# Wir und unser Großprojekt Garten-, Schwimm- und Koi-Teich



## sunnycrocket (26. Okt. 2008)

Hallo liebe Foren-Gemeinde.

     

Nachdem der 1. Bauabschnitt unseres Teich-Projekts ab Heute beendet worden ist, möchten wir Euch gerne das bisherig geschaffte - und wie wir meinen ganz ansehnlich gewordene Anlage in unserer BAU-DOKU auf unserer HOMEPAGE
http://www.murners.de/
zeigen.

Viele von Euch haben mir aufgrund Ihrer Beschreibungen und Foto´s viele, viele nützliche Ideen aufgezeigt.
Einige sind davon eingeflossen, wiederum andere kamen aus den unterschiedlichsten Web-Sites - und der Rest von MIR.

Wäre schön wenn Ihr mir Eure Meinung dazu gebt.

Gruß
sunnycrocket


----------



## Dodi (27. Okt. 2008)

*AW: Wir und unser Großprojekt Garten-, Schwimm- und Koi-Teich*

Hallo Michael,

:willkommen als aktiver User!

Ich habe mir gerade Deine HP angesehen, wow, was für ein Projekt. 

Da hast Du ja diese Saison viel geschafft! Wird bestimmt ganz toll, wenn alles fertig ist. Was ich bisher gesehen habe, gefällt mir schon sehr gut.

Viel Spaß bei der Fertigstellung!
Ich würde mich freuen, wieder von Dir zu hören, wie es weitergeht.


----------



## Vespabesitzer (27. Okt. 2008)

*AW: Wir und unser Großprojekt Garten-, Schwimm- und Koi-Teich*

Hallo Michael  
Saubere Leistung    !! kann ich ganz gut nachempfinden, hatte auch dieses Jahr bei dem tollem (Regen) Sommer gebudelt.

Was auf deiner Hompage recht "ruckzuck" ging, ist wirklich die Verbundmatte (Teufelszeug:evil ),..
Ich habe das Kleben gehasst (warum gibt es die nicht einfach mit "Doppelklebeband"  )
und anschliessend das Vermörteln,.. ohne alles und jedes "einzusauen".
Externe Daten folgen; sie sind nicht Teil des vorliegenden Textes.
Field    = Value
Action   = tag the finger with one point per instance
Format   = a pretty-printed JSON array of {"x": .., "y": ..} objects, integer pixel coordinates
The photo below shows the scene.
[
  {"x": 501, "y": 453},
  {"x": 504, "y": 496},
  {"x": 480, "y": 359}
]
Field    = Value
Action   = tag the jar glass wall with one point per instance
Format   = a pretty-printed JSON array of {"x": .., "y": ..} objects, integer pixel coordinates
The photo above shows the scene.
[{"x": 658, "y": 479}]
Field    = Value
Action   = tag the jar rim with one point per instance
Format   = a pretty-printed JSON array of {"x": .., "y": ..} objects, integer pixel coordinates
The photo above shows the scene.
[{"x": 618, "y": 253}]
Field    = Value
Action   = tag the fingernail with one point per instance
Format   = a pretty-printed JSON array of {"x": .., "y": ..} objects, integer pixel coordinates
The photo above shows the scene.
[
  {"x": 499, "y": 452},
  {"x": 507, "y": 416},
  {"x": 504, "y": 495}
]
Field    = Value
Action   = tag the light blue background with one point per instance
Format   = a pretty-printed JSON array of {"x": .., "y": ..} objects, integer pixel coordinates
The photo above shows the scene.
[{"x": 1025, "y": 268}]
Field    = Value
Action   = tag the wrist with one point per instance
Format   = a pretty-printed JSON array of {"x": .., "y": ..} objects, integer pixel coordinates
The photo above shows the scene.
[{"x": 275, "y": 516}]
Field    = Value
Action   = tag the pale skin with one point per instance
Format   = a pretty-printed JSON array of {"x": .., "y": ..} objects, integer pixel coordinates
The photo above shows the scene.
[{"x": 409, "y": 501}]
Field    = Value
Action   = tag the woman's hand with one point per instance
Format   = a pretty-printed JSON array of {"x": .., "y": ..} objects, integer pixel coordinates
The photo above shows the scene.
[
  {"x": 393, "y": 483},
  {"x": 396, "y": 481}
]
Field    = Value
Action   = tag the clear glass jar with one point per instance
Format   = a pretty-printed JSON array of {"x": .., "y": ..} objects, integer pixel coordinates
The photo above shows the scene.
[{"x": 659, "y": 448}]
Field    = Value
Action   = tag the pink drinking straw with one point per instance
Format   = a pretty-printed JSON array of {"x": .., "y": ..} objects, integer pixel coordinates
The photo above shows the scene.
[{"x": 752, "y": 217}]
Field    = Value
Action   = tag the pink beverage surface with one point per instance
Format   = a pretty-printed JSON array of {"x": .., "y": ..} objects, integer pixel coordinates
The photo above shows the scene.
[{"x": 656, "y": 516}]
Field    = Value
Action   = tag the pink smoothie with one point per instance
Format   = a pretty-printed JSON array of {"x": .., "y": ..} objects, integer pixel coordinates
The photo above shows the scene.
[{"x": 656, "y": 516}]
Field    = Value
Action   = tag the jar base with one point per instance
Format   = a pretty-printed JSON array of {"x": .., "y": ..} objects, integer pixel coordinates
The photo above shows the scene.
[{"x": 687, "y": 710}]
Dein ZST (Zielsaugtechnik) ist endlich mal ne Box, die auch für die richtigen Querschnitte ausgelegt ist.
Für mich persönlich hat ja die NG Box gereicht,.. aber für solche wie dein Teich wundert es mich, dass nicht auch NG größere Querschnitte bietet.

Was mir nicht ganz so gefällt ( Gefahr von Verstopfung und verringern der Strömungsgeschwindigkeit) ist das Orange Rohr (mit 2x 90 Winkel)
Hinter dem Kasten zum Filtergraben,.. -> da wäre eine gerade Rohrstrecke sicher "etwas" von Vorteil.

Sonst alles Top..!! ( und du glücklicher hast ja die Filtergrabenpflanzen schon eingebracht, als der Sommer noch da war 

mfG. Micha


----------



## hasn3 (27. Okt. 2008)

*AW: Wir und unser Großprojekt Garten-, Schwimm- und Koi-Teich*

Hallo Sunnycrocket,  

respekt, ich hab schon Erlebnisbäder gesehen, die uninteressanter waren.....

Das scheint der absolute Wahnsinn zu werden, wenns denn mal fertig ist. Hast Du eigentlich das Jangtse-Staudamm Projekt in China mitgeplant????

 

mach weiter so, sieht genial aus....

:cu Hans-Carsten


----------



## Digicat (27. Okt. 2008)

*AW: Wir und unser Großprojekt Garten-, Schwimm- und Koi-Teich*

Servus Michael

Tolle Leistung  

Hut ab  "verneige mich vor Dir und deiner Familie"


----------



## sunnycrocket (27. Okt. 2008)

*AW: Wir und unser Großprojekt Garten-, Schwimm- und Koi-Teich*

Hallo Micha,
das mit den Winkeln beim 160mm - KG-Auslass war auch nicht so geplant!
Leider habe ich mich beim Aushub vermessen, sodaß dies die einzige Installations-Möglichkeit war.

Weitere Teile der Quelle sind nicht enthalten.